Updated: Feb 9, 2022
As we begin to slough off the state of suspension we endured during the global pandemic, I feel there is much to be grateful for. Yet there are consequences of shutting down emotionally to survive and much as been revealed in the quiet. A lot has happened in the year that nothing happened and some things we're not coming back from.
I joined a company of women around a sacred fire before the full moon. We held a proper multi-generational women's circle and we welcomed each other back from our collective slumber, emerging to reenter community with both excitement and some trepidation. We spent the evening taking turns to share our stories and experiences over the last sixteen months. Collectively we had lost loved ones, friends, jobs, our communities, at times our minds, our bodies, our sense of self. We've endured a historic event that isn't quite done with us yet and the most stunning revelation from this evening is this: we haven't even begun to process this yet.
Thanks to covid, social anxiety and awkwardness appears to be more normalized in conversation, but there are many of us with a particular history where a deep absence of safety was reactivated by all of this. We're starting to come together again, but our ability to sleep, to breathe, to feel safe in the company of others, is still affected.
In sharing, I realized how angry I was. My freeze was beginning to thaw over s'mores and in hearing myself speak out loud about this spiritual initiation that brought me right to the edge. Hells yes I was pissed off! This can be a very positive sign of healing and after a prolonged time of being told we're not safe, and suddenly now we are, or maybe we're not, god is it so normal to feel disjointed. Or delighted that we don't have to see anyone and realizing we didn't know how to ask for space before. It's very common to feel excited and then nervous, or shut down and numb, or full of grief because things have changed. Many of us no longer have people in our lives we used to rely on, whether because they have passed, moved away or revealed parts of themselves that we just cannot accept. All of our experiences have an impact and I would venture to say, we're now safe enough to feel it.

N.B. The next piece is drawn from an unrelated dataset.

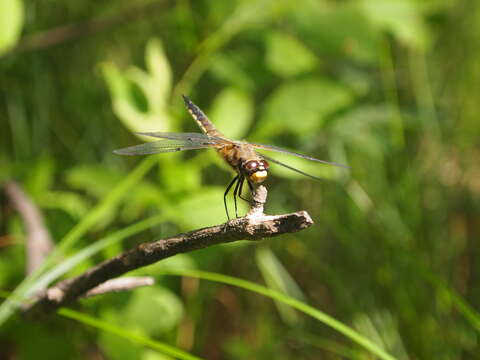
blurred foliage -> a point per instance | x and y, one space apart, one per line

It may sound strange for some of you, but I find great relief in the struggles people are facing now that we're coming out of survival mode. In fact, I feel like the human race is catching up to what I've been silently enduring for decades that connection doesn't always feel safe. However, there is a resilience that comes forth from the struggle and what I've realized is this: I keep trying to connect in spite of it. I've also discovered dramatic shifts in what I want to experience with work, home and community. My family has become a site of joy and safety that I've not previously experienced on this level. My connection to myself is so solid. My health improving everyday.
In the return, we can also acknowledge that nothing will really return to how things were before because we don't want them to. So may I encourage you to embrace all the feels, to talk about the things that are difficult and the things you don't want to talk about, because there is true relief and resonance on the other side.